Комментарий к аспиринчику?

пост Alia tempora; инквизиторы встречают утро 1 января

— Войцек, скажи мне всего одну вещь, — послышался где-то рядом мученический вздох, — вчера был очередной Апокалипсис? Война? Древние жрецы Майя пророчили что-нибудь на ближайшие выходные?

Влад открыл глаза, застонал, закрыл обратно. Голос Яна страшно выворачивал мозг наизнанку; в висках стучало отбойным молотком. Он потянулся помассировать виски, но с координацией все было очень плохо, поэтому он что-то перепутал и едва не исцарапал руки о рога.

— Вчера был корпоратив, — прохрипел он кое-как. — А ты че такой бодрый, ин… инкв… тьфу, блять, кто вообще это выдумал, Янушка?

— Ты.

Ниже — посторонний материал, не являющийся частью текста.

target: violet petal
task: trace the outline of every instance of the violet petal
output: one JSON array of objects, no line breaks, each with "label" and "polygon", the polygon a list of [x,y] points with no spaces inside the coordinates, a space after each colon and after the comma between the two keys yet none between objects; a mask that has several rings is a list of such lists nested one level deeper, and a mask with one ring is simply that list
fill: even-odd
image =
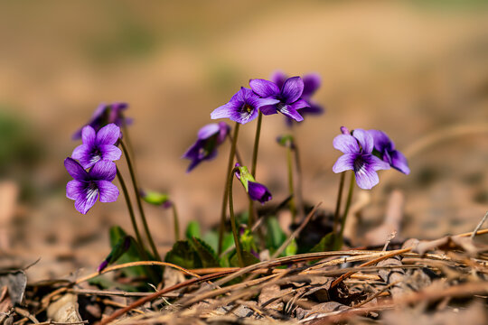
[{"label": "violet petal", "polygon": [[339,135],[333,138],[333,145],[343,153],[357,153],[360,151],[358,141],[349,135]]},{"label": "violet petal", "polygon": [[105,180],[112,181],[117,174],[115,162],[109,161],[100,161],[97,162],[89,172],[92,180]]},{"label": "violet petal", "polygon": [[[115,144],[120,136],[120,127],[115,124],[110,123],[103,126],[97,133],[97,144]],[[85,144],[83,142],[83,144]]]},{"label": "violet petal", "polygon": [[100,192],[100,202],[115,202],[118,198],[118,189],[108,181],[95,181]]},{"label": "violet petal", "polygon": [[408,175],[410,173],[407,158],[398,150],[391,153],[391,167]]},{"label": "violet petal", "polygon": [[87,181],[89,179],[88,172],[72,158],[64,160],[64,167],[66,167],[70,175],[77,181]]},{"label": "violet petal", "polygon": [[345,171],[352,171],[354,169],[354,159],[356,154],[345,153],[340,156],[333,166],[333,172],[335,173],[343,172]]},{"label": "violet petal", "polygon": [[374,146],[372,136],[363,129],[355,129],[352,131],[352,135],[358,139],[362,147],[363,153],[371,153]]},{"label": "violet petal", "polygon": [[281,89],[281,98],[286,104],[296,102],[304,91],[304,80],[300,77],[292,77],[285,81]]},{"label": "violet petal", "polygon": [[256,94],[263,98],[279,95],[279,88],[272,81],[256,79],[249,80],[249,86]]}]

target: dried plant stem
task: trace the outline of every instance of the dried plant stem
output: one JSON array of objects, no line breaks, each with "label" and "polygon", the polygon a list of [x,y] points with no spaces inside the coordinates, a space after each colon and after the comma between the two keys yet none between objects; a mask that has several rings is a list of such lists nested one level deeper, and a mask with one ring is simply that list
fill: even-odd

Ты вообще протрезвел?

— Не зна-аю… — протянул Влад.

Он с трудом сполз с дивана, пошатнулся, привалился плечом к стене, чтобы не рухнуть обратно. Ноги заплетались, голова была жутко тяжелой; все-таки в том, чтобы быть живым, находились и свои минусы.

Ян молча размешивал что-то в двух высоких граненых стаканах. Лицо у него было помятое, заспанное, но определенно более собранное и сосредоточенное, чем у самого Влада; вокруг шеи оказалась обмотана елочная гирлянда, на рубашке определенно не хватало пуговиц. Всех.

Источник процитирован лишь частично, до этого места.